Sebakda Ashar, Abdul tak langsung pulang. Ia berharap Kak Handi dan Aminah pulang terlebih dulu. Tentunya agar Kak Handi tak melihatnya dengan Vespa cerahnya. Setelah ia memperkirakan Kak Handi dan Aminah sudah pulang, Abdul pun menuju selatan teras masjid.

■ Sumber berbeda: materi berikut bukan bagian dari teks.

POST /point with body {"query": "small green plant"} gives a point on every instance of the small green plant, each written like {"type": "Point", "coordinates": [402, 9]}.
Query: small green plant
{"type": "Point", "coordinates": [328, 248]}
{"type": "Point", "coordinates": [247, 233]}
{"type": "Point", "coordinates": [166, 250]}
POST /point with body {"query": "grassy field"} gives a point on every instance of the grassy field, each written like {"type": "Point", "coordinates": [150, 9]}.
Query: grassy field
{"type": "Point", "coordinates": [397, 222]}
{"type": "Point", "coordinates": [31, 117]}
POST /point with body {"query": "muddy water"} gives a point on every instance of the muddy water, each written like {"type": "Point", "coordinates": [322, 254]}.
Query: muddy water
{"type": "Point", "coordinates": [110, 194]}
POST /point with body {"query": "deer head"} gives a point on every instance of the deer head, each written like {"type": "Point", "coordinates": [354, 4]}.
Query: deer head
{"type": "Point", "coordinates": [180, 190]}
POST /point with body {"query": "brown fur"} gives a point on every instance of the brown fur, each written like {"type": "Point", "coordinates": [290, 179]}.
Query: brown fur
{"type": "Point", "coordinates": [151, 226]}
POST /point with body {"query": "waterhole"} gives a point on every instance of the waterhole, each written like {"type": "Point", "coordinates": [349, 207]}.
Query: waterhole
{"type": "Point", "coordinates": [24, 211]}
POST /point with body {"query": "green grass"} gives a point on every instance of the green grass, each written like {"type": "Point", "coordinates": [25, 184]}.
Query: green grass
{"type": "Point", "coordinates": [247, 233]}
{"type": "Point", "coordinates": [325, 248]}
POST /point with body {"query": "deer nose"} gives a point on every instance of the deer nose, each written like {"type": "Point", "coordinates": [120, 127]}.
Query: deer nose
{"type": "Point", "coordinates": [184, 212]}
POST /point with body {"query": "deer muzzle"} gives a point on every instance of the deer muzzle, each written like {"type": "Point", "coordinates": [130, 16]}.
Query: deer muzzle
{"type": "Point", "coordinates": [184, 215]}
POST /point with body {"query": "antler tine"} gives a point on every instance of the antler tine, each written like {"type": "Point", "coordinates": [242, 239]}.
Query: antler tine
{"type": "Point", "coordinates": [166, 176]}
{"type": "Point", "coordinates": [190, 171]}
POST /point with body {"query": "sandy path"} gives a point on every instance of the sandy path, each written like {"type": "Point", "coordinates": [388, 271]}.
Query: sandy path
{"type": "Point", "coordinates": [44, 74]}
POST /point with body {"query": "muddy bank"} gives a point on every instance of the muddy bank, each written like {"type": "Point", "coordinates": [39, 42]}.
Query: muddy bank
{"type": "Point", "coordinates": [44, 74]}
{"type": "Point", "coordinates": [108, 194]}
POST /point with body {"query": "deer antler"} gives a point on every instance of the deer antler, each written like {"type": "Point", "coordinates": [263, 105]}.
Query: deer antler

Ia menghampiri motornya, mengeluarkan kunci di saku celananya dan langsung membuka bagasi Vespanya untuk mengambil sandalnya.
Ketika Abdul sedang mengambil sandal tiba-tiba seseorang menyapanya dari belakang,
"Assalamu 'alaikum, duluan ya?"
Abdul hanya tercekat, senyumannya tertawan rasa kaget. Ternyata Abdul salah perhitungan. Sebelumnya ia menyangka bahwa Kak Handi dan Aminah tidak akan melewati gang kecil di dekat parkiran motornya.
"Eh, Kak...ehm wa 'alaikumussalaam. Kok lewat sini kak?" Tanya Handi basa-basi.
"Iya, ini mau ke sebelah sini dulu," ujar Kak Handi tersenyum lebar.
Abdul pun hanya bisa mengakhiri kisahnya dengan tersenyum. Biarlah apapun yang nanti akan menjadi penilaian Kak Handi, biarlah tampilan Vespa gaulnya dengan dominan warna ungu menjadi bagian dari penilaian Kak Handi. Yang pasti, ia telah berbicara tentang dirinya apa adanya. Abdul sudah menapaki jalan yang halal untuk berumah tangga, mengapa ia harus malu dengan warna cerah Vespa ungunya, begitulah pikir Abdul.